I heard back from Minolta in the form of a terse e-mail saying I need to send it in for repair. The e-mail didn't give any specifics, just said replies would not be seen and pointed me toward their repair center website.
Blankety-blank blank. :( It's financially a low priority (or should I say impossibility) with everything else we have going on, so I hope the sporadic problem my camera has just stays that way.
Minoltas' response .. is no 'clear' resolve for ya ...
But, who knows! .. It's a bit early yet, in the recall stage. Heck, jes maaaaaaybe .. your Minoltas problem, is presenting itself a bit differently .. and could be deemed fixable within the parameters of the [recall] repair protocall ...
Merely urgin' you to not 'write it off' jes yet. You've got a bit of time - so, keep your eyes peeled to the details of how she 'behaves' (like I'm sure you've long been doin') ... and be prepared to send her on in, should the problem become more than sporadic.
At any rate .. I'm surely wishin' ya guys, the very best !!

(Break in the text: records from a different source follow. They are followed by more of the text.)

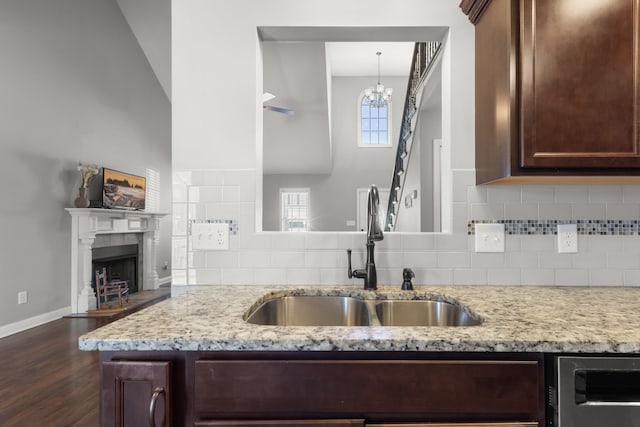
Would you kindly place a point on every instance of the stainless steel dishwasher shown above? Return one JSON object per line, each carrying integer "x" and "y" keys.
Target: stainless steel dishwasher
{"x": 593, "y": 391}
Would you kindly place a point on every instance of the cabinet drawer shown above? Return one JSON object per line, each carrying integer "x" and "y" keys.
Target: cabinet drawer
{"x": 391, "y": 390}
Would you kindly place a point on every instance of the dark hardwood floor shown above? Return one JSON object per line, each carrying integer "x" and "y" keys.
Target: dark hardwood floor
{"x": 45, "y": 380}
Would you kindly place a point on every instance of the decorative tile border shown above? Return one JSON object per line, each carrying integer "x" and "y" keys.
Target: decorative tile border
{"x": 599, "y": 227}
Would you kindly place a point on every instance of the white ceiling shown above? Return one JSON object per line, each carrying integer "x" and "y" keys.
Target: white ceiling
{"x": 359, "y": 58}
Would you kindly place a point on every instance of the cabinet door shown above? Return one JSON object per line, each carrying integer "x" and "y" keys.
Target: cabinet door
{"x": 454, "y": 425}
{"x": 135, "y": 394}
{"x": 578, "y": 83}
{"x": 287, "y": 423}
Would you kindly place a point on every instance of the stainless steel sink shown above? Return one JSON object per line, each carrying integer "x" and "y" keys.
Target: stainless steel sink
{"x": 422, "y": 313}
{"x": 311, "y": 311}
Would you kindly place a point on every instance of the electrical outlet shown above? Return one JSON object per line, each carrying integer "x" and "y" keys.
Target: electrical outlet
{"x": 489, "y": 237}
{"x": 567, "y": 238}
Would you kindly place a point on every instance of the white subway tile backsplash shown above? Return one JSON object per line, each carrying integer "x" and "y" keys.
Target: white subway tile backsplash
{"x": 567, "y": 277}
{"x": 452, "y": 242}
{"x": 555, "y": 211}
{"x": 606, "y": 277}
{"x": 206, "y": 277}
{"x": 605, "y": 194}
{"x": 287, "y": 259}
{"x": 486, "y": 210}
{"x": 254, "y": 259}
{"x": 601, "y": 244}
{"x": 571, "y": 194}
{"x": 622, "y": 211}
{"x": 420, "y": 259}
{"x": 631, "y": 193}
{"x": 622, "y": 260}
{"x": 321, "y": 241}
{"x": 335, "y": 276}
{"x": 477, "y": 194}
{"x": 179, "y": 193}
{"x": 504, "y": 194}
{"x": 231, "y": 194}
{"x": 589, "y": 210}
{"x": 631, "y": 244}
{"x": 270, "y": 276}
{"x": 537, "y": 243}
{"x": 237, "y": 276}
{"x": 554, "y": 260}
{"x": 389, "y": 276}
{"x": 507, "y": 277}
{"x": 423, "y": 241}
{"x": 221, "y": 210}
{"x": 521, "y": 211}
{"x": 469, "y": 276}
{"x": 537, "y": 277}
{"x": 434, "y": 276}
{"x": 586, "y": 260}
{"x": 321, "y": 259}
{"x": 387, "y": 259}
{"x": 631, "y": 277}
{"x": 524, "y": 260}
{"x": 437, "y": 259}
{"x": 303, "y": 276}
{"x": 537, "y": 194}
{"x": 487, "y": 260}
{"x": 222, "y": 259}
{"x": 287, "y": 241}
{"x": 454, "y": 260}
{"x": 390, "y": 241}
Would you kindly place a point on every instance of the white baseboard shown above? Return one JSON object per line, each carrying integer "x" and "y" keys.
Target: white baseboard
{"x": 32, "y": 322}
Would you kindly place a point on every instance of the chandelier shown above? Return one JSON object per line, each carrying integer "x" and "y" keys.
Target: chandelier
{"x": 378, "y": 95}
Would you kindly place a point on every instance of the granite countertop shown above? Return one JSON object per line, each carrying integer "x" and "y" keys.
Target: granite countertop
{"x": 515, "y": 319}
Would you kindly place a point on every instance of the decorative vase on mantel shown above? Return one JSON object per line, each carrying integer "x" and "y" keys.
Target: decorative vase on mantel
{"x": 81, "y": 201}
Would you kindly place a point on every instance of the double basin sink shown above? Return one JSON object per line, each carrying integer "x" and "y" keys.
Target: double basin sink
{"x": 323, "y": 310}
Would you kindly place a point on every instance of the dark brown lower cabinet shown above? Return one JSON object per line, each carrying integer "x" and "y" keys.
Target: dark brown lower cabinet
{"x": 287, "y": 423}
{"x": 312, "y": 389}
{"x": 136, "y": 394}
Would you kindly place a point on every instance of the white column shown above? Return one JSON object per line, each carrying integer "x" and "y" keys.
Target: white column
{"x": 151, "y": 240}
{"x": 86, "y": 296}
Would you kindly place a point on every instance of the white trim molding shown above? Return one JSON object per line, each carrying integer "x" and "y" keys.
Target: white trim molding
{"x": 32, "y": 322}
{"x": 86, "y": 224}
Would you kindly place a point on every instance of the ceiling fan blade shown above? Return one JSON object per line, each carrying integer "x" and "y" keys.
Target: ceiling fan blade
{"x": 287, "y": 111}
{"x": 267, "y": 96}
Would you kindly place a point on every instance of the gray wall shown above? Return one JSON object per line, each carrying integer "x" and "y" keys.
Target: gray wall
{"x": 333, "y": 196}
{"x": 75, "y": 86}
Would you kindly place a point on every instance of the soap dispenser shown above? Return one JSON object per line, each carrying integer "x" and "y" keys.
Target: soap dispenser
{"x": 407, "y": 275}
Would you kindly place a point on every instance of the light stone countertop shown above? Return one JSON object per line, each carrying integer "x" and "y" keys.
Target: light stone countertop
{"x": 515, "y": 319}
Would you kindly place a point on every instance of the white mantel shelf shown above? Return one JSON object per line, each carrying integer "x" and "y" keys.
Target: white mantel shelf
{"x": 89, "y": 222}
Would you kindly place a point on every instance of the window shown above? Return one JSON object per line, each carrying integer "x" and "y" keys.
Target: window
{"x": 374, "y": 124}
{"x": 294, "y": 209}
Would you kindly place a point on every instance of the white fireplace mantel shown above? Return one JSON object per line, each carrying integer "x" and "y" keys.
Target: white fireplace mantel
{"x": 86, "y": 224}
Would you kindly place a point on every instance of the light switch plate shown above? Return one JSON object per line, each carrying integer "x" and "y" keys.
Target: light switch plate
{"x": 567, "y": 238}
{"x": 489, "y": 237}
{"x": 210, "y": 236}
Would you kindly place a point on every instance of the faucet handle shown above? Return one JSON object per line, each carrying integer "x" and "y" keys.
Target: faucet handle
{"x": 407, "y": 275}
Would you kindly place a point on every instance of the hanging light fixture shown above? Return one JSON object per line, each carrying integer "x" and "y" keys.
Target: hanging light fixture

Well, I did indeed end up sending the Minolta in to Sony's Laredo, TX repair facility. They did it all under the recall. I got the camera back today and it seems to be in perfect order! The lens barrel slides a little tighter, so I think they did something to it, too. It's so clean it looks brand new. LOL Best yet, it no longer has the anti-shake button blinking and the lens looks straight with no more edge of the lens showing up in the corner of my shots.
I am thrilled beyond measure. I love that camera and am happy to have a new lease on its life.
Quoting:What products may be affected?
Quite a number of products may develop this problem, including digital cameras, camcorders, and even PDAs (Personal Digital Assistants) that incorporate an image sensor. The following is a list of affected models by various manufacturers that we are presently aware of. We will update this list as new information becomes available. We recommend that you check the site regularly for this and other breaking news.
Thanks so much for giving us this info. I had used and enjoyed a Sony 717 for some time when it seemed to just die! I then purchased a used 717 on ebay, and w/i a short time it developed the very same problem!
I found this thread just a short time before the recall expiration. To my great surprise, Sony even agreed to fix the 2nd hand camera free of charge.
The first one had fallen from a thin shelf at the bank shorty after purchase, and the LCD was fractured. (purchase of an LCD protector, other than thin film, was unavailable at the time) Sony called me w/ a good price to repair that also, but never billed me and paper work returned w/ camera said n/c for ALL repairs. Surprise, surprise!
Thanks again for supplying us with this information!